Banyak keluarga Hazara tidak mampu memenuhi kebutuhan dasar, salah satunya membangun rumah. Akibatnya, mereka menghuni gua gua di sepanjang pegunungan di wilayah Taibuti — tempat patung Buddha dihancurkan Taliban tahun 2001.

Terputus dan Tergerak

Serferaz dan Havari bukan guru berijazah. Keduanya tak sempat menamatkan pendidikan sekolah guru ketika Taliban kembali berkuasa.

Taliban melarang anak-anak perempuan mengikuti pendidikan, menutup banyak sekolah, dan memaksa gadis-gadis menjalani kehidupan membosankan di rumah. Saat itu terjadi, Serferaz dan Havari duduk di kelas sebelas sekolah menengah pendidikan guru.

Tujuh bulan lalu, keduanya berangkat ke Taibuti untuk mencari gua tak berpenghuni yang diubah menjadi ruang belajar.

Serferaz mengajar Bahasa Inggris, bahasa asing yang dia pelajari sendiri dan mampu berbicara cas cis cus, serta mata pelajaran lainnya. Dia dan Havari mendidik sekitar 80 anak, dengan waktu belajar antara tiga sampai empat jam setiap hari.

“Kecuali Jumat, kami datang ke sini setiap hari,” kata Serferaz. “Kami mengubah tempat ini menjadi sekolah untuk anak-anak, dan kami tak memungut bayaran.”

Menurut Serferaz, keluarga miskin Bamyan tidak mungkin membayar pendidikan untuk anak-anak mereka karena kemiskinan yang mendekati tingkat absolut.

Siswa sangat tertarik pada mata pelajaran melukis dan membuat kerajinan tangan dari kertas. Mereka melukis pohon, bunga, pelangi, dan setia lukisan digantung di dinding gua. “Anak-anak bangga dengan karya mereka,” kata Serferaz dalam Bahasa Inggris.

Anak-anak melakukan semua itu dengan keterbatasan karena sekolah tidak, atau mungkin belum, mendapatkan apa pun. Anak-anak membutuhkan buku tulis, pensil, dan bacaan.

“Kami tidak mungkin membeli semua itu,” kata Serferaz.
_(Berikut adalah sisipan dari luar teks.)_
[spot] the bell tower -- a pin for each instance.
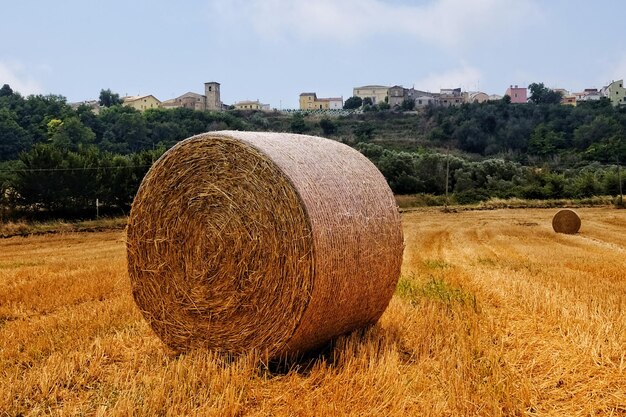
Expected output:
(212, 94)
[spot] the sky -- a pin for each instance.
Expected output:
(273, 50)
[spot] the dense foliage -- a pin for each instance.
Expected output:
(54, 158)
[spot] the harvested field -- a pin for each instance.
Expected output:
(495, 314)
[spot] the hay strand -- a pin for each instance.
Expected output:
(566, 221)
(269, 241)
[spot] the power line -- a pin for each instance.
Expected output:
(73, 169)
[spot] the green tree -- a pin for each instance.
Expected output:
(13, 138)
(298, 125)
(125, 130)
(540, 94)
(6, 90)
(328, 126)
(109, 98)
(352, 103)
(70, 134)
(408, 104)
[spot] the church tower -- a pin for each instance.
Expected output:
(212, 94)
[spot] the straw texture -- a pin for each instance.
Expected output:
(269, 241)
(566, 221)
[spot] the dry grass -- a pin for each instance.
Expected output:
(495, 314)
(229, 243)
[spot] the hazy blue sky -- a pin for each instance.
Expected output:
(273, 50)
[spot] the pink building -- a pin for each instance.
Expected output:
(517, 94)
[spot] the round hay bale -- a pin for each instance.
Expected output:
(273, 242)
(566, 221)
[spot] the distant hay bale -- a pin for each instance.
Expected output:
(268, 241)
(566, 221)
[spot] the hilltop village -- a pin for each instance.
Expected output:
(386, 97)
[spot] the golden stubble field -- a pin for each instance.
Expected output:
(494, 314)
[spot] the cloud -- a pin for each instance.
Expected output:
(616, 71)
(447, 23)
(13, 73)
(466, 77)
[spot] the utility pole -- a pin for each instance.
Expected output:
(619, 180)
(447, 178)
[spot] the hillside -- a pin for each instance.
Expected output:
(57, 159)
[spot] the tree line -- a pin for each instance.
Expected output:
(58, 159)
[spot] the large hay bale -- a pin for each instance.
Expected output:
(268, 241)
(566, 221)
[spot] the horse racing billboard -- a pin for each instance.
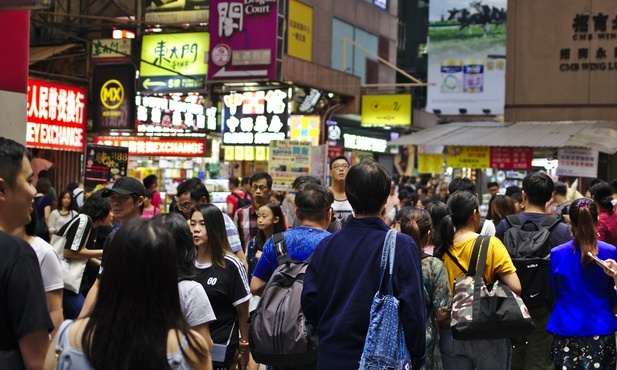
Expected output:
(467, 57)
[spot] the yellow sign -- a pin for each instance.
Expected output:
(386, 109)
(468, 156)
(300, 31)
(430, 163)
(305, 128)
(176, 52)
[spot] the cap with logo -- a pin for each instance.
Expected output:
(126, 186)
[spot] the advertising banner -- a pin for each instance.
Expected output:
(56, 116)
(288, 160)
(468, 156)
(511, 158)
(386, 109)
(255, 117)
(104, 164)
(244, 37)
(466, 57)
(113, 86)
(148, 146)
(174, 61)
(300, 30)
(577, 162)
(177, 115)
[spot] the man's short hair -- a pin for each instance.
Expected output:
(11, 158)
(195, 188)
(538, 187)
(337, 158)
(313, 201)
(459, 183)
(367, 186)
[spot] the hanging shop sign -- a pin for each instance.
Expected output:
(288, 160)
(174, 61)
(386, 109)
(468, 156)
(255, 117)
(111, 50)
(56, 116)
(244, 40)
(577, 162)
(148, 146)
(113, 86)
(104, 164)
(305, 128)
(174, 114)
(511, 158)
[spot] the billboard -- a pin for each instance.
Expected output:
(56, 116)
(174, 61)
(244, 40)
(466, 57)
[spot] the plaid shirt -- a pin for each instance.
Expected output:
(246, 221)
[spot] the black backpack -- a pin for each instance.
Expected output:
(279, 334)
(242, 201)
(530, 250)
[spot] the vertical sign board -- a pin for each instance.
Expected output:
(113, 86)
(244, 40)
(56, 116)
(466, 59)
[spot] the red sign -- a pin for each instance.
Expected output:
(147, 146)
(511, 158)
(56, 116)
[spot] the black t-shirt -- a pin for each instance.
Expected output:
(226, 288)
(23, 306)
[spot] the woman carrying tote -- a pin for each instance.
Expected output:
(456, 237)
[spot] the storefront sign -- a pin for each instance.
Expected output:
(365, 143)
(104, 164)
(579, 162)
(113, 86)
(180, 115)
(174, 61)
(511, 158)
(288, 160)
(300, 30)
(430, 163)
(468, 156)
(244, 37)
(111, 50)
(255, 117)
(56, 116)
(148, 146)
(386, 109)
(305, 128)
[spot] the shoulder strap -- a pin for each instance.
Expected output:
(280, 248)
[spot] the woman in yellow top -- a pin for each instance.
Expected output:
(455, 240)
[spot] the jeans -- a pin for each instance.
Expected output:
(473, 354)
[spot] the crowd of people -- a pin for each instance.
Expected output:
(106, 280)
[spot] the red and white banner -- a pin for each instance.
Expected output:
(56, 116)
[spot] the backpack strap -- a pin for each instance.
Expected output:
(280, 248)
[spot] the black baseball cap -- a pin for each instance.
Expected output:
(126, 186)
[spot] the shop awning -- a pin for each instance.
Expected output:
(600, 135)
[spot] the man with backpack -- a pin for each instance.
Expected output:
(314, 211)
(529, 236)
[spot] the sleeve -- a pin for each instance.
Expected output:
(198, 308)
(232, 234)
(264, 268)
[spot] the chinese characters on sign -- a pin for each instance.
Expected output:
(255, 118)
(56, 116)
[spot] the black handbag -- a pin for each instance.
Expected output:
(486, 312)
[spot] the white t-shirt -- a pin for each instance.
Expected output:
(49, 262)
(195, 303)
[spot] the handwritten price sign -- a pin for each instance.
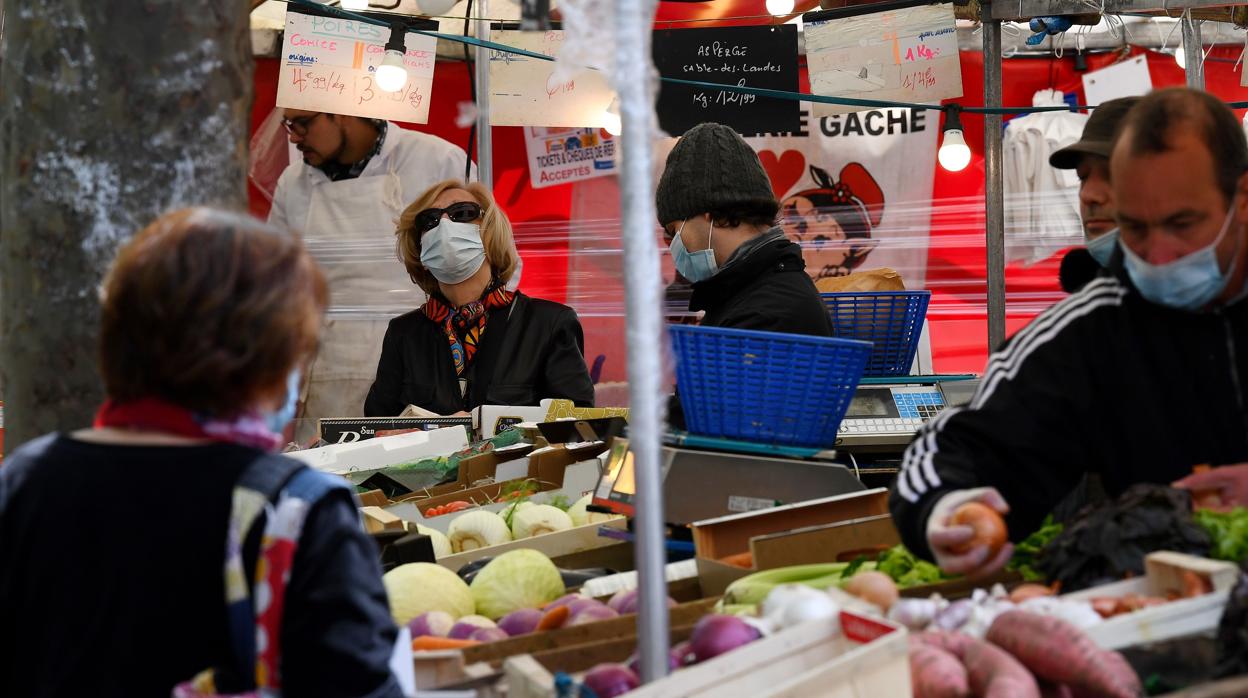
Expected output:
(330, 65)
(524, 93)
(897, 55)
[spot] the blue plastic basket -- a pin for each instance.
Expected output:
(890, 320)
(766, 387)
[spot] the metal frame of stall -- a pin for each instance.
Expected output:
(644, 325)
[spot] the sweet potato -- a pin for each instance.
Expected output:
(1055, 691)
(936, 673)
(991, 671)
(1057, 651)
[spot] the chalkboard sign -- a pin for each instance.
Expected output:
(753, 56)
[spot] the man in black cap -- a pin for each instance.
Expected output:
(718, 211)
(1090, 157)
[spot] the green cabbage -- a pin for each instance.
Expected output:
(421, 587)
(516, 580)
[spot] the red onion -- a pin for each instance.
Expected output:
(589, 613)
(608, 681)
(467, 626)
(488, 634)
(521, 622)
(433, 623)
(715, 634)
(563, 601)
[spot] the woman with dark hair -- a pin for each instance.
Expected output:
(167, 542)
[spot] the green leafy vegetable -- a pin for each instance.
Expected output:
(560, 502)
(909, 571)
(1229, 532)
(1027, 551)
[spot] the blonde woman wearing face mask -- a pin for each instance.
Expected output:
(473, 342)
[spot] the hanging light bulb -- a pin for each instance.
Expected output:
(612, 122)
(954, 152)
(392, 74)
(779, 6)
(436, 8)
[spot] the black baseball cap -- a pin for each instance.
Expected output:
(1097, 136)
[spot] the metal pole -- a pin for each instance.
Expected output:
(1193, 51)
(643, 291)
(484, 135)
(994, 199)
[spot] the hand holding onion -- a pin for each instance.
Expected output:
(967, 535)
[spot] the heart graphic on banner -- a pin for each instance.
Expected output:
(783, 171)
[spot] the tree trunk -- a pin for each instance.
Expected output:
(111, 113)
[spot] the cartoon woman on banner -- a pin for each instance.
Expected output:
(833, 222)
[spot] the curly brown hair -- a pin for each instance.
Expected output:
(210, 311)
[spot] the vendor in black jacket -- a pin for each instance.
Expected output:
(718, 210)
(1138, 377)
(473, 342)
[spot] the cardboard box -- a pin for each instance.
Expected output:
(833, 542)
(572, 472)
(350, 430)
(377, 453)
(493, 418)
(730, 535)
(568, 410)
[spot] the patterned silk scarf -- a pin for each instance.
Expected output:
(464, 327)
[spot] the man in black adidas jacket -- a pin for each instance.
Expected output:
(1138, 377)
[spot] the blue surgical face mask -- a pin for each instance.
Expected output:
(1191, 281)
(282, 416)
(452, 251)
(694, 266)
(1101, 247)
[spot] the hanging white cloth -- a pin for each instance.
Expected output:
(1042, 206)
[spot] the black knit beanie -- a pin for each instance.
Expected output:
(709, 169)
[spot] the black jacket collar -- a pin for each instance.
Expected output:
(774, 256)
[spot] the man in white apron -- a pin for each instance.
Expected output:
(345, 197)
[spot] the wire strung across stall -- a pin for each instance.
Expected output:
(740, 89)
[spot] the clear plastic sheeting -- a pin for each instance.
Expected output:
(270, 154)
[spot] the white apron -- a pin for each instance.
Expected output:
(350, 230)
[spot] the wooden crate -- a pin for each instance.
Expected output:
(814, 659)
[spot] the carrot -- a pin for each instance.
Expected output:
(421, 643)
(1057, 651)
(936, 673)
(554, 618)
(991, 671)
(1194, 584)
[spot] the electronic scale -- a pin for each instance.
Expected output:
(885, 413)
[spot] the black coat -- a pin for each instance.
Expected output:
(1102, 382)
(765, 290)
(529, 351)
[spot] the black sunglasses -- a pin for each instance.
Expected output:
(300, 125)
(461, 212)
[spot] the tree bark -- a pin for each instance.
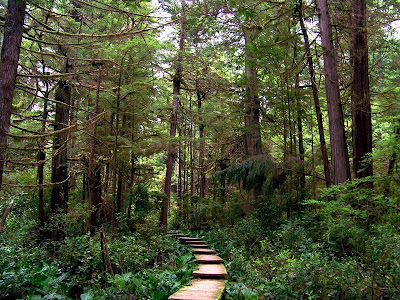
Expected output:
(339, 151)
(300, 134)
(59, 172)
(5, 214)
(361, 107)
(41, 157)
(94, 172)
(13, 29)
(252, 103)
(200, 97)
(174, 120)
(311, 71)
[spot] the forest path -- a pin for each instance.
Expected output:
(210, 276)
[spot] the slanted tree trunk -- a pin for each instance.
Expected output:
(5, 214)
(317, 105)
(13, 29)
(59, 172)
(174, 120)
(94, 172)
(339, 151)
(252, 103)
(41, 157)
(200, 97)
(361, 107)
(300, 133)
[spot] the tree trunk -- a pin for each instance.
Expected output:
(339, 151)
(5, 214)
(252, 103)
(94, 173)
(174, 120)
(13, 29)
(200, 97)
(300, 133)
(361, 107)
(317, 105)
(59, 171)
(41, 157)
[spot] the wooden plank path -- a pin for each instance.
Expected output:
(210, 276)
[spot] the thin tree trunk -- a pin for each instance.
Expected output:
(252, 103)
(41, 157)
(59, 173)
(174, 120)
(311, 71)
(200, 98)
(5, 214)
(116, 205)
(94, 173)
(300, 133)
(361, 107)
(13, 29)
(339, 151)
(392, 163)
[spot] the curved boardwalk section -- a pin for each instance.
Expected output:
(210, 276)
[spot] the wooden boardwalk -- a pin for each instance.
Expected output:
(210, 276)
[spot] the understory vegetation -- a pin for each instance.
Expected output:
(344, 245)
(269, 128)
(145, 264)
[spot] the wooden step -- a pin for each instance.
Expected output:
(197, 245)
(208, 259)
(180, 235)
(210, 271)
(203, 251)
(194, 242)
(189, 239)
(201, 289)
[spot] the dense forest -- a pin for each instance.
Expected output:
(270, 128)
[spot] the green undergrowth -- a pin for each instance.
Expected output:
(146, 264)
(345, 245)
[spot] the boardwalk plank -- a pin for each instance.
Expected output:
(201, 289)
(210, 271)
(203, 251)
(208, 259)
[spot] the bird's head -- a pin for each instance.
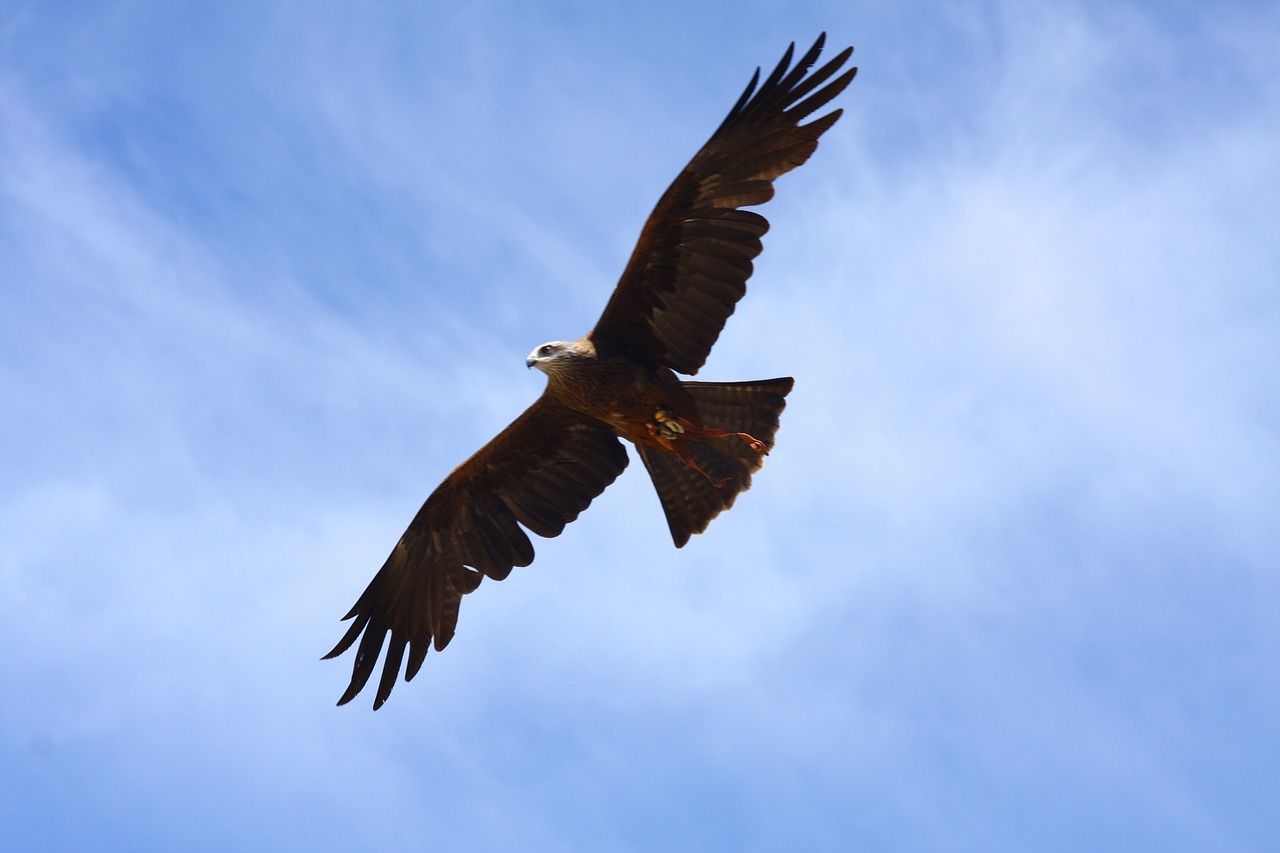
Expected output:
(554, 356)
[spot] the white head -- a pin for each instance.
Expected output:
(557, 355)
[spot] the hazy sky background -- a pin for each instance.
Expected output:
(1009, 582)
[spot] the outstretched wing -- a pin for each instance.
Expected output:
(694, 256)
(540, 471)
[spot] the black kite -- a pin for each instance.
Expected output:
(700, 441)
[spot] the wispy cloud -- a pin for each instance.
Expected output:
(1008, 580)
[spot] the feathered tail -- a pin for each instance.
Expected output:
(690, 498)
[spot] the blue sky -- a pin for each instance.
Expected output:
(1009, 582)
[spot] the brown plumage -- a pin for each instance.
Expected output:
(699, 441)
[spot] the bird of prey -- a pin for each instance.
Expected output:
(699, 441)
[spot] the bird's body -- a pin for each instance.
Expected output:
(699, 441)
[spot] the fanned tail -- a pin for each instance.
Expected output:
(693, 496)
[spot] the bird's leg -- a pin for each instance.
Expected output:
(667, 429)
(752, 441)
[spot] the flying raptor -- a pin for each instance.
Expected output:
(699, 441)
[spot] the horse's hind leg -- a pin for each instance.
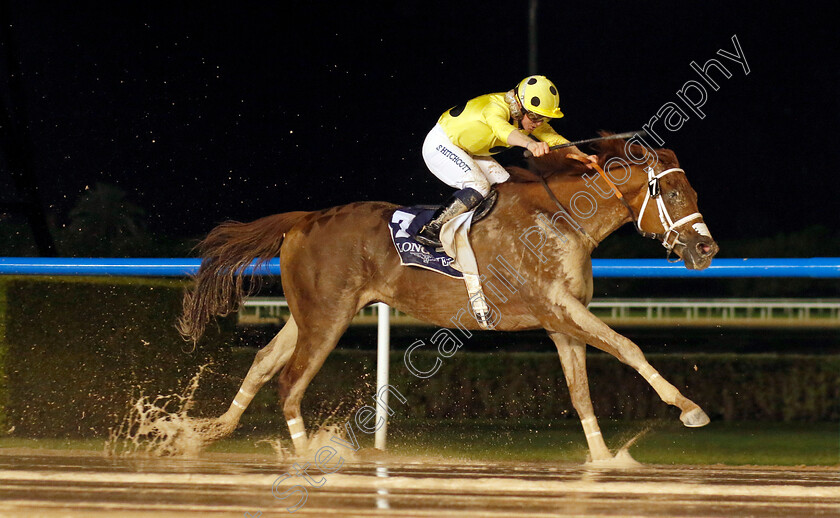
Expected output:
(267, 362)
(573, 357)
(590, 329)
(317, 337)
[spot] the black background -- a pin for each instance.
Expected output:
(206, 111)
Mendidik Generasi Masa Depan

Havari mengatakan motivasi terpenting mereka adalah agar anak-anak tidak kehilangan pendidikan. “Saya juga menantikan saat saya melanjutkan pendidikan,” kata Havari.

Berbeda dengan Serferaz, Havari fokus pada pengajaran literasi agar anak bisa mengekspresikan diri dengan baik. Ia mengajar anak-anak yang belum mengenal huruf, menggerakan mereka yang telah bisa membaca untuk membaca lebih banyak, serta mengajar anak-anak mengekspresikan apa yang ada di kepala ke dalam tulisan.

Havari bangga setiap siswa punya cita-cita, dan berharap satu — atau mungkin beberapa dari mereka — mengejar cita-cita itu di masa depan.

“Masa depan milik anak-anak,” kata Havari. “Tidak ada yang membedakan mereka dengan rekan mereka yang tinggal di istana.”

Merina Emiri, siswi berusia 12 tahun, bangga punya dua guru dengan dedikasi tinggi. “Keduanya datang ke rumah kami dengan berjalan kaki, mengajarkan kami, ketika sekolah kami ditutup Taliban,” katanya. “Saya ingin menjadi pilot.”

Serferaz dan Havari tak mendapat bayaran apa pun dari semua yang dia berikan kecuali satu hal; senyum ibu-ibu yang anak-anaknya kembali bisa bersekolah, meski di dalam gua.